In December 2008, Steven Englum was employed as a police officer by the City of Charleston (City) – a non-home-rule municipality – when he was injured while exiting his police cruiser. In November 2013, Englum sent the City a letter requesting health insurance benefits under §10 of the Public Safety Employee Benefits Act (PSEBA). In December 2013, the City enacted an ordinance establishing local administrative procedures to determine applicants’ eligibility for §10 benefits. The City sent Englum notice of a hearing pursuant to those procedures, at which Englum’s eligibility would be determined. Rather than participate in the City’s administrative proceedings, Englum filed suit in state court asking the court to determine Englum’s eligibility for §10 benefits and to prevent the City from conducting an eligibility hearing under the City’s ordinance.
The trial court determined that the proper procedure for determining §10 benefits eligibility was for the court to decide Englum’s complaint for declaratory relief. As a result, the trial court held a hearing on Englum’s complaint for declaratory relief and determined that he was entitled to §10 benefits.
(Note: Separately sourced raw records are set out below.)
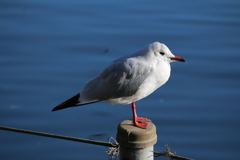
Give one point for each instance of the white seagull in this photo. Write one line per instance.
(128, 79)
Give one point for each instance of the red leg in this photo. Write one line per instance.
(139, 121)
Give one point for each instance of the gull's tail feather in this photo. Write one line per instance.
(72, 102)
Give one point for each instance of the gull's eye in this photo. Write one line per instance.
(162, 53)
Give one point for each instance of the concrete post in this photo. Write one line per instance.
(136, 143)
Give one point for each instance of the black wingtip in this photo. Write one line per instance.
(68, 103)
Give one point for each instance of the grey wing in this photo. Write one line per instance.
(122, 78)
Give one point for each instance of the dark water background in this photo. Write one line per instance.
(50, 49)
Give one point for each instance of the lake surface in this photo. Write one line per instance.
(50, 49)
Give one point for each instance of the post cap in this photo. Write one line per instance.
(134, 137)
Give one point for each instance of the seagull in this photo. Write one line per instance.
(127, 80)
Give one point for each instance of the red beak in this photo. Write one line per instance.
(178, 59)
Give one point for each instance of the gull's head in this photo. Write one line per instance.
(162, 52)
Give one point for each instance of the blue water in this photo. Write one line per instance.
(50, 49)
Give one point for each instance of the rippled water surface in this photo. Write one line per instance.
(50, 49)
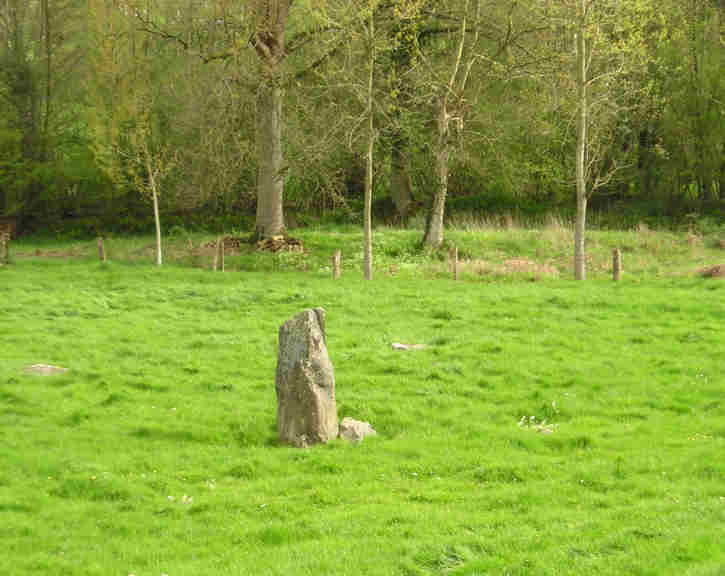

The Appellate Court reversed. In Illinois, non-home-rule units possess only those powers that are specifically conveyed by the Constitution or by statute. The Appellate Court found that Sections 10-4-1 and 1-2-1 of the Illinois Municipal Code provided the City with the necessary authority to enact an ordinance creating an administrative procedure to determine its employees’ eligibility for health insurance benefits under PSEBA. Thus, Englum’s eligibility for §10 benefits should have been determined by the City’s procedures rather than the court. Thus, the appellate court reversed the trial court’s decision denying the City’s motion to dismiss Englum’s complaint for declaratory relief without addressing Englum’s underlying claim for §10 benefits.